We present in this proceeding recent large scale simulations of dense colloids. On one hand we simulate model clay consisting of nanometric aluminum oxyde spheres in water using realistic effective electrostatic interactions and Van der Waals attractions, known as DLVO potentials and a combination of molecular dynamics (MD) and stochastic rotation dynamics (SRD). We find pronounced cluster formation and retrieve the shear softening of the viscosity in quantitative agreement with experiments. On the other hand we study the velocity probability distribution functions (PDF) of sheared hard-sphere colloids using a combination of MD with lattice Boltzmann and find strong deviations from a Maxwell-Boltzmann distribution. We find a Gaussian core and an exponential tail over more than six orders of magnitude of probability. The simulation data follow very well a simple theory. We show that the PDFs scale with shear rate $\dot\gamma$ as well as particle volume concentration f, and kinematic viscosity n.

Keywords: Computer simulations; Molecular Dynamics; SRD, Lattice Boltzmann; Colloids; Shear cell; Rheology

I. INTRODUCTION

Colloids are ubiquitous in our daily life including coffee, tooth paste and wall paint which are mixtures of finely ground solid ingredients in a fluid. Of particular interest for industrial applications are suspensions under the influence of external forces causing sedimentation or shear flows. Detailed experiments have been performed for more than a hundred years, but questions about the microstructure during sedimentation or structural relaxations of the sediment are still not well understood. Colloids behave in a complex way, since different time and length scales are involved. The particle sizes are on a mesoscopic length scale, i.e., in the range of nanometers up to micrometers. Depending on the particle sizes, materials, and concentrations, different interactions are of relevance and often several of them are in a subtle interplay: electrostatic repulsion, depletion forces, van der Waals attraction, hydrodynamic interaction, Brownian motion, and gravity are the most important influences. Here, we are interested in colloids, where attractive van der Waals interaction is important for the description, i.e., where under certain circumstances cluster formation plays an important role[1, 2]. To model these systems experimentally, Al₂O₃ suspensions are often used[3, 4]. Al₂O₃ is also a common material in the ceramics industry. There, wet processing of suspensions, followed by a sinter process is a common practice. The stability of the resulting workpiece strongly depends on the microstructure formed before the sintering process. The viscosity, velocity distribution and stability of clusters as well as their formation are only a few of the quantities of interest. We will present large scale simulations and study in particular the anomalous velocity distribution under shear.
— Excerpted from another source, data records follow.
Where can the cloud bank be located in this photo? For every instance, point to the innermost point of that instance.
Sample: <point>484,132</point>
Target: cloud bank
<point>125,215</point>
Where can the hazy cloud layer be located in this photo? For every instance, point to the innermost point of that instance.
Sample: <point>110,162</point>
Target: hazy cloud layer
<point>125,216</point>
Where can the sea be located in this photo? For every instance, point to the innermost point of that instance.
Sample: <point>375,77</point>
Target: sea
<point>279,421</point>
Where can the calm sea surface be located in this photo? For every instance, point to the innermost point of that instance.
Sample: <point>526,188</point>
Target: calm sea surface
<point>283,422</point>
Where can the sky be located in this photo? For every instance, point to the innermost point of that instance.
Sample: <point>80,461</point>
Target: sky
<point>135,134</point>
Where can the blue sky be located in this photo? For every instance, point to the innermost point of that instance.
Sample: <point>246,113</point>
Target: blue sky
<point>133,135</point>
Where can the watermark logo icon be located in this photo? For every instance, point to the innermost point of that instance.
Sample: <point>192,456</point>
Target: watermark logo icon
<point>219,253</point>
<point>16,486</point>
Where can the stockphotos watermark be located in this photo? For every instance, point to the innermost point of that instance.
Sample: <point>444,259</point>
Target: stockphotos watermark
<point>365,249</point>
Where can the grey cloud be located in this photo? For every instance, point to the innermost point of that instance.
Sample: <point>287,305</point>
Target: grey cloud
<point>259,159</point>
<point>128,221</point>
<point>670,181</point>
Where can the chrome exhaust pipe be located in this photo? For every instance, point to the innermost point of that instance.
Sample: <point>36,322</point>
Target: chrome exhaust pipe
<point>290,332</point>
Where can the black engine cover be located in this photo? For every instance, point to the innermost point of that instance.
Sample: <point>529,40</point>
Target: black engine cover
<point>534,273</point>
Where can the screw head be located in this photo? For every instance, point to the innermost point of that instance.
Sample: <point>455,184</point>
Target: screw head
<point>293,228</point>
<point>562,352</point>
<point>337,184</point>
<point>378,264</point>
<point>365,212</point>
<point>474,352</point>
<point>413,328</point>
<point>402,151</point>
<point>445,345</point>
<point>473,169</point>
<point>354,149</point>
II. SIMULATING SHEARED CLAY

We investigate the rheology of a sheared solution of spherical Al₂O₃ particles of diameter 0.37 µm in water. Clusters of particles can form for two different reasons: depletion forces[5, 6], like-charge attraction mediated by the counterions in the solvent[7, 8], or van der Waals attraction[9–11]. The shear flow can either support cluster formation at low shear rates, or it can suppress cluster formation at high shear rates as we have shown in ref. [12]. We adjust the simulation parameters so that the simulation corresponds quantitatively to a real suspension with 35% volume concentration under shear. The shear rate is kept fixed at = 20/s[13, 14]. For Al₂O₃ suspensions attractive van der Waals forces compete with electrostatic repulsion. Depending on the particle surface charge, clustering due to attractive van der Waals forces can dominate or be prevented. We have presented how one can relate parameters of DLVO potentials[15, 16] with experimentally tunable parameters, i.e., the pH-value and the salt concentration expressed by the ionic strength I, influence the charge of the colloidal particles[14]. We explored the stability diagram of Al₂O₃ suspensions and reproduced that the particles are uncharged close to the so called "isoelectric point" at pH = 8.7, where they form clusters regardless of the ionic strength. For lower pH-values particles can be stabilized in solution. For very low pH-values, low salt concentrations, and high volume fractions a repulsive structure can be found. The particle size is on a mesoscopic length scale, where Brownian motion is relevant and long range hydrodynamic interactions are of importance. Therefore, we use "Stochastic Rotation Dynamics" (SRD), which includes both, hydrodynamics and Brownian motion for the description of the fluid [17, 18].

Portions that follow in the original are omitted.